The LINC regulator of reprogramming (LINC-ROR) is important for the maintenance of induced pluripotent and embryonic stem cells. Specifically, LINC-ROR, by acting as a molecular sponge for miR-205, prevents the degradation of miR-205 targets (e.g., ZEB1 and ZEB2) and promotes EMT in breast cancer[75].

Interestingly, lncRNAs can also indirectly regulate miRNAs. As reported by Sun and co-workers[76], the lncRNA HOX transcript antisense RNA (HOTAIR) participates to miR-205 silencing in bladder cancer by breaking the balance between the positive (H3K4me3) and negative (H3K27me3) chromatin marks on miR-205 promoter.

Conclusions

miR-205 is one of the most investigated miRNAs due to its involvement in multiple physiologic, oncogenic and tumor-suppressor pathways. Several mechanisms and factors, depending on cell and tumor types, regulate miR-205 expression and contribute to its complex function. In cancer, epigenetic modifications, mutated or alternatively spliced p53 family proteins and components of tumor microenvironment (hypoxia, inflammatory cytokines) mostly contribute to miR-205 dysregulation at the transcriptional level. Post-transcriptionally, lncRNAs are in part responsible for changes in miR-205 availability in tumor cells.

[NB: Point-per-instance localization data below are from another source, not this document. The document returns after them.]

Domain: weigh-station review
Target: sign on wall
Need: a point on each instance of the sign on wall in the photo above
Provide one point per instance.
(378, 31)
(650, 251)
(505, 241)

miR-205 regulation is made further complicated by its special genomic location, which rises issues regarding its biogenesis in relationship to that of its host gene. Despite the binding of transcription factors upstream of the precursor miR-205 sequence could account for a MIR205HG-independent transcription, experimental data supporting promoter activity of this region are weak. The most accredited function for this regulatory region could be to serve as enhancer for transcription of a common MIR205HG/miR-205 primary transcript, from which both miR-205 and MIR205HG-processed transcripts are produced. However, additional investigations in the sequences upstream or downstream of the pre-miR-205 could evidence regions involved in specific miR-205 regulation.

The observation that miR-205 can originate from alternatively spliced MIR205HG transcripts with the intervention of Drosha lets to speculate that a diverse commitment between miR-205 compatible and incompatible transcripts and/or a competition between Drosha and spliceosome may represent a further checkpoint in miR-205 regulation to modify miR-205/MIR205HG ratio. The fine tuning between miR-205 and MIR205HG level may have important implications on biological functions, in dependence on the cell type and physio-pathological state. In this regard, additional investigation would be required to identify the context and factors that may modify reciprocal miR-205/MIR205HG biogenesis.

Overall, the reviewed studies provide a further understanding of miR-205 gene organization and regulation, including the recently acquired knowledge about its host gene. Elucidating the complex, multilevel regulation of miR-205 expression during the normal development of epithelia is crucial to determine which factors maintain the balance and contribute to the physiologic state. Subsequently, unraveling the causes responsible for miR-205 dysregulation in cancer is of utmost interest for the future development of miR-205 modulating strategies applicable in therapy.